The above solution is safe, guaranteed, and performant, but sometimes visually a little burdensome. We provide an alternative solution if:

• you're using external

• the external function takes in an argument that's another function

• you want the user not to need to annotate the call sites with the dot

Then try @uncurry:

@send external map: (array<'a>, @uncurry ('a => 'b)) => array<'b> = "map"
map([1, 2, 3], x => x + 1)

In general, uncurry is recommended; the compiler will do lots of optimizations to resolve the currying to uncurrying at compile time. However, there are some cases the compiler can't optimize it. In these cases, it will be converted to a runtime check.

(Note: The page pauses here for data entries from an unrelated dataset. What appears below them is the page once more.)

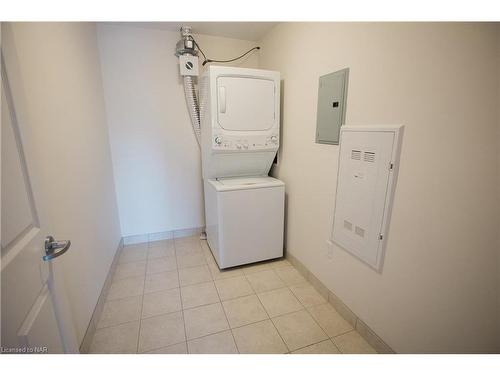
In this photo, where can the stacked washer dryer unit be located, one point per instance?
(244, 207)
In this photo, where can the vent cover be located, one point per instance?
(359, 231)
(355, 154)
(369, 157)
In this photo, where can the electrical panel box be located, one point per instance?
(332, 96)
(366, 180)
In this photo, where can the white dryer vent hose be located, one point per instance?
(193, 107)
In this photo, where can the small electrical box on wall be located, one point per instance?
(188, 65)
(366, 180)
(332, 97)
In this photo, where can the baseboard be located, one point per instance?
(361, 327)
(159, 236)
(96, 315)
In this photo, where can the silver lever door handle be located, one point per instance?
(52, 245)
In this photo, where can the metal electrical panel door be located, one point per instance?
(332, 96)
(368, 160)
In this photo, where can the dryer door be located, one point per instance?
(245, 104)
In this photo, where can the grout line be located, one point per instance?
(180, 295)
(227, 320)
(222, 306)
(142, 305)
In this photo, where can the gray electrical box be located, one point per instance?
(332, 96)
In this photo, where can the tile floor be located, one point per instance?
(170, 297)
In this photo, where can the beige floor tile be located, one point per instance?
(353, 343)
(164, 264)
(219, 274)
(205, 320)
(219, 343)
(307, 295)
(117, 339)
(133, 254)
(134, 246)
(120, 311)
(299, 329)
(187, 246)
(160, 252)
(161, 281)
(264, 281)
(244, 310)
(163, 302)
(252, 268)
(290, 276)
(191, 260)
(323, 347)
(194, 275)
(233, 287)
(259, 338)
(172, 349)
(199, 294)
(131, 286)
(131, 269)
(329, 319)
(160, 331)
(279, 302)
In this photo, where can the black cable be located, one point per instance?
(222, 61)
(231, 60)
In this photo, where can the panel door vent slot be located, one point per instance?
(355, 154)
(359, 231)
(369, 157)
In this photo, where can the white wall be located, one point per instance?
(439, 287)
(61, 74)
(156, 159)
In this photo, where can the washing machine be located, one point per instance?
(244, 207)
(244, 219)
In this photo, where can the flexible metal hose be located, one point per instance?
(193, 107)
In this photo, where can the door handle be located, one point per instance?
(52, 245)
(222, 99)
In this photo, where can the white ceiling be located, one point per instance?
(239, 30)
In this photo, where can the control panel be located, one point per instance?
(249, 143)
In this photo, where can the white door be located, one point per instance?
(246, 103)
(35, 314)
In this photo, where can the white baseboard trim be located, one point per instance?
(96, 315)
(159, 236)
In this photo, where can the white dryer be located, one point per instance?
(239, 111)
(244, 219)
(244, 208)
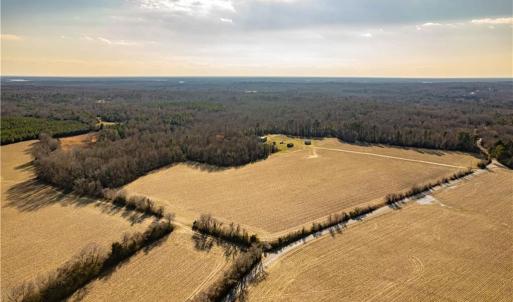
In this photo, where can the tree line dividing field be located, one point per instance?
(154, 128)
(231, 285)
(454, 247)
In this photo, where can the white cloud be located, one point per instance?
(189, 7)
(86, 37)
(115, 42)
(490, 21)
(431, 24)
(8, 37)
(226, 20)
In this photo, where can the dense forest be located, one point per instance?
(19, 128)
(218, 121)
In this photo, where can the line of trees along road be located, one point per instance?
(218, 124)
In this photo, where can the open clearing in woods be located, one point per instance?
(83, 140)
(296, 186)
(43, 228)
(457, 247)
(174, 270)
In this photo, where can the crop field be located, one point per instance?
(456, 247)
(83, 140)
(174, 270)
(42, 228)
(295, 187)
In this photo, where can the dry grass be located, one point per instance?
(42, 228)
(455, 249)
(83, 140)
(281, 142)
(173, 271)
(292, 188)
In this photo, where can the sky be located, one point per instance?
(333, 38)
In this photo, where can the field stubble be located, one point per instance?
(295, 187)
(455, 248)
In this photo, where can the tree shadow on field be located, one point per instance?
(107, 273)
(257, 275)
(206, 167)
(205, 243)
(26, 167)
(33, 195)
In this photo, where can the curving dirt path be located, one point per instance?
(271, 258)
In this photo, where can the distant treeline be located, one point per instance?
(16, 129)
(247, 261)
(90, 263)
(231, 278)
(217, 123)
(336, 219)
(114, 161)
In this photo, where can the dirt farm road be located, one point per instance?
(390, 157)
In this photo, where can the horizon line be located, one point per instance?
(510, 77)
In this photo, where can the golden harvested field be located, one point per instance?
(458, 248)
(42, 228)
(82, 140)
(173, 271)
(295, 187)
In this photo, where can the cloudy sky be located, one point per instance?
(392, 38)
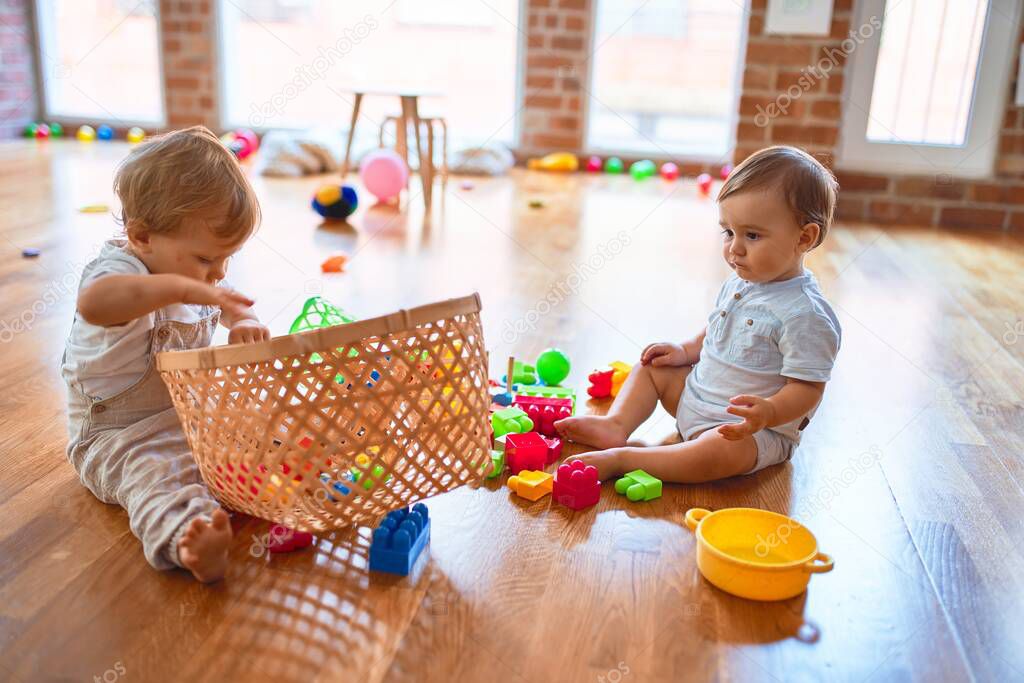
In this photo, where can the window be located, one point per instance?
(665, 77)
(100, 60)
(926, 91)
(293, 63)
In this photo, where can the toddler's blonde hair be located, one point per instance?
(185, 173)
(809, 187)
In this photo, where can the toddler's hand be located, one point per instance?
(663, 354)
(757, 414)
(248, 331)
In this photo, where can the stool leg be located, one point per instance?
(351, 134)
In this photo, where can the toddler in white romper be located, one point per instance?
(156, 291)
(744, 387)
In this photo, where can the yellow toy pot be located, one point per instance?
(756, 554)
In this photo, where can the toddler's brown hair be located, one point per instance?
(808, 186)
(185, 173)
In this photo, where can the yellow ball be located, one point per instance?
(86, 133)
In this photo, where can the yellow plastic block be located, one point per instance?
(531, 484)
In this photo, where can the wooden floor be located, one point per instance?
(911, 475)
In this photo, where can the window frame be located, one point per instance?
(732, 123)
(42, 78)
(976, 158)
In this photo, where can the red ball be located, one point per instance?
(704, 182)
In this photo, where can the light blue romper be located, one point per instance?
(129, 449)
(759, 335)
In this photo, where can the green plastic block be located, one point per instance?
(510, 420)
(498, 458)
(521, 374)
(638, 485)
(549, 392)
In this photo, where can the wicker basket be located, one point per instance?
(337, 426)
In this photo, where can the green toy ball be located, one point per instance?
(642, 169)
(553, 367)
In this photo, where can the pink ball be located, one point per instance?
(384, 173)
(704, 182)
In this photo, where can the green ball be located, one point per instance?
(613, 165)
(553, 367)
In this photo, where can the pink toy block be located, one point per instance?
(577, 485)
(554, 450)
(545, 412)
(525, 452)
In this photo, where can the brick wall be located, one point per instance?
(812, 122)
(17, 81)
(189, 45)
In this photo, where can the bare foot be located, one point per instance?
(203, 548)
(598, 431)
(608, 463)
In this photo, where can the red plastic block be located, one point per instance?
(554, 450)
(545, 412)
(600, 383)
(525, 452)
(577, 485)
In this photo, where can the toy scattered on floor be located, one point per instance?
(669, 171)
(86, 133)
(498, 462)
(544, 412)
(562, 162)
(733, 555)
(642, 169)
(93, 208)
(553, 367)
(335, 263)
(521, 374)
(638, 485)
(399, 540)
(510, 420)
(384, 174)
(576, 485)
(526, 451)
(243, 142)
(607, 381)
(704, 183)
(285, 540)
(531, 484)
(335, 202)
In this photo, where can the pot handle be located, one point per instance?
(693, 517)
(820, 564)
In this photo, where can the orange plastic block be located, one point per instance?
(531, 484)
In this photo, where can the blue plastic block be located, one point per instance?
(399, 540)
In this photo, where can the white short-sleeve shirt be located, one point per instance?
(759, 335)
(105, 360)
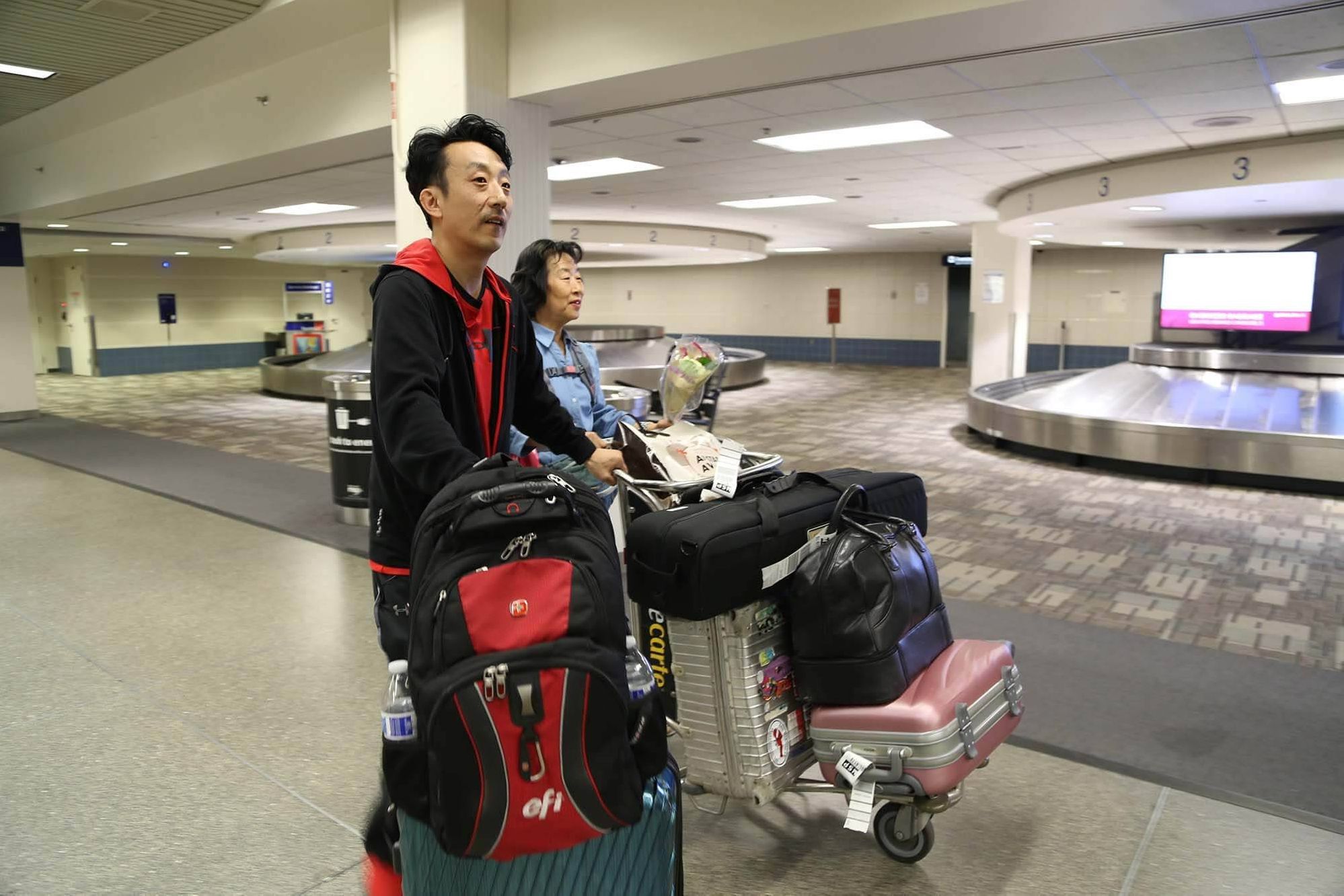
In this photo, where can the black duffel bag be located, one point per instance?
(703, 559)
(866, 611)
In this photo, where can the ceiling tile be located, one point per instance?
(754, 129)
(971, 125)
(1146, 128)
(1069, 163)
(1302, 65)
(1046, 151)
(788, 101)
(1220, 75)
(1034, 137)
(1322, 30)
(1193, 47)
(1213, 136)
(1314, 112)
(1131, 147)
(950, 105)
(702, 113)
(1311, 126)
(564, 137)
(1195, 104)
(1038, 67)
(1097, 113)
(906, 85)
(1259, 118)
(851, 117)
(635, 124)
(1065, 93)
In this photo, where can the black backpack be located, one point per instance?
(527, 741)
(864, 609)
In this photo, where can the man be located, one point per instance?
(455, 366)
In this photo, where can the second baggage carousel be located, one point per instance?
(1275, 414)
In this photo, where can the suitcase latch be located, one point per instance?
(1012, 689)
(967, 733)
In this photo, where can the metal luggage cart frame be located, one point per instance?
(902, 827)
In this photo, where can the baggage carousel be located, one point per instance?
(632, 358)
(1261, 413)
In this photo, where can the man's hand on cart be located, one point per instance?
(604, 463)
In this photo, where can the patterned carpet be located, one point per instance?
(1241, 570)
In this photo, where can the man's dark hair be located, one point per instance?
(529, 281)
(426, 160)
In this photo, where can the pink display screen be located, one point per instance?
(1238, 291)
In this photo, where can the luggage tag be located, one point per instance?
(851, 768)
(726, 470)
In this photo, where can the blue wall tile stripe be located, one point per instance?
(165, 359)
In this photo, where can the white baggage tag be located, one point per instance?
(726, 470)
(851, 768)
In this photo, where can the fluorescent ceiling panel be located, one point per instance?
(895, 132)
(597, 168)
(777, 202)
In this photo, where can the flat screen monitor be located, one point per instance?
(1269, 292)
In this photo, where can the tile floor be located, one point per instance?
(191, 708)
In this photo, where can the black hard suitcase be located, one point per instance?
(703, 559)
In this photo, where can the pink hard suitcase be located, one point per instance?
(946, 723)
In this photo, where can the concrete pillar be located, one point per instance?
(448, 58)
(1000, 304)
(17, 387)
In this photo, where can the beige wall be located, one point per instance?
(43, 311)
(776, 297)
(1105, 296)
(218, 300)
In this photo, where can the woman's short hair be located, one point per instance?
(529, 280)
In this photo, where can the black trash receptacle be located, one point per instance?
(350, 441)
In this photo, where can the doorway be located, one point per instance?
(959, 315)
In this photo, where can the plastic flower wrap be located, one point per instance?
(692, 363)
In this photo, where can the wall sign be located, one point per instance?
(167, 308)
(994, 293)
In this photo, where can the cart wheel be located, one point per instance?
(903, 851)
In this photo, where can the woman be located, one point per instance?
(550, 287)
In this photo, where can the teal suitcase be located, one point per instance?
(642, 860)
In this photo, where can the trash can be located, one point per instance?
(350, 441)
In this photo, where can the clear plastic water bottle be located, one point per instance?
(639, 673)
(398, 712)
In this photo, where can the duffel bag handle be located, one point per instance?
(850, 494)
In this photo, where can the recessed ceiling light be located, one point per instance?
(895, 132)
(597, 168)
(1295, 93)
(40, 74)
(913, 225)
(305, 209)
(777, 202)
(1224, 121)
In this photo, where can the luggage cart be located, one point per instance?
(902, 825)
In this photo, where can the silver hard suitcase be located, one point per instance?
(746, 731)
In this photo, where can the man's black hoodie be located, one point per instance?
(426, 428)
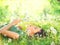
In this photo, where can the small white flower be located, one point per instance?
(53, 30)
(9, 40)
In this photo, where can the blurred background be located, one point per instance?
(42, 13)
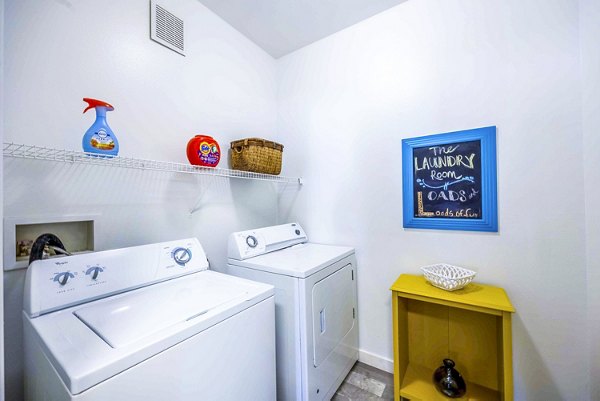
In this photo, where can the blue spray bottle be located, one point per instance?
(99, 138)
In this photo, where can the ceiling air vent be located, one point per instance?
(166, 28)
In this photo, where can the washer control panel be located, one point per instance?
(57, 283)
(247, 244)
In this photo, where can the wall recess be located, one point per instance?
(76, 233)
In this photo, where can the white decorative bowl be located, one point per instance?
(448, 277)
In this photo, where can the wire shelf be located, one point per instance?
(21, 151)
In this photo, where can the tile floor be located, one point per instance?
(366, 383)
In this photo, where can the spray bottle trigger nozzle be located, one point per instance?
(92, 103)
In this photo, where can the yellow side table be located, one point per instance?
(472, 326)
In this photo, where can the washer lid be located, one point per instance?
(299, 261)
(125, 320)
(83, 357)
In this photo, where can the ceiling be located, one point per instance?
(283, 26)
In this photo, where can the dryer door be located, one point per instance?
(332, 311)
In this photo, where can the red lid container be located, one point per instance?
(203, 150)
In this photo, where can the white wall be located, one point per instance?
(434, 66)
(590, 83)
(61, 51)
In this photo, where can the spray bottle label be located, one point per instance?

Modeling this-based Callbacks

Many JS libraries have callbacks which rely on this (the source), for example:

JS
x.onload = function(v) {
  console.log(this.response + v)
}

Here, this would point to x (actually, it depends on how onload is called, but we digress). It's not correct to declare x.onload of type (. unit) -> unit. Instead, we introduced a special attribute, this, which allows us to type x as so:

type x
@val external x: x = "x"
@set external setOnload: (x, @this ((x, int) => unit)) => unit = "onload"
@get external resp: x => int = "response"
setOnload(x, @this ((o, v) => Js.log(resp(o) + v)))

this has its first parameter is reserved for this and for arity of 0, there is no need for a redundant unit type.

Function Nullable Return Value Wrapping

For JS functions that return a value that can also be undefined or null, we provide @return(...). To automatically convert that value to an option type (recall that ReScript option type's None value only compiles to undefined and not null).

type element
type dom

@send @return(nullable)
external getElementById: (dom, string) => option<element> = "getElementById"

let test = dom => {
  let elem = dom->(getElementById("haha"))
  switch (elem) {
  | None => 1
  | Some(_ui) => 2
  }
}

return(nullable) attribute will automatically convert null and undefined to option type.

Currently 4 directives are supported: null_to_opt, undefined_to_opt, nullable and identity.

identity will make sure that compiler will do nothing about the returned value. It is rarely used, but introduced here for debugging purpose.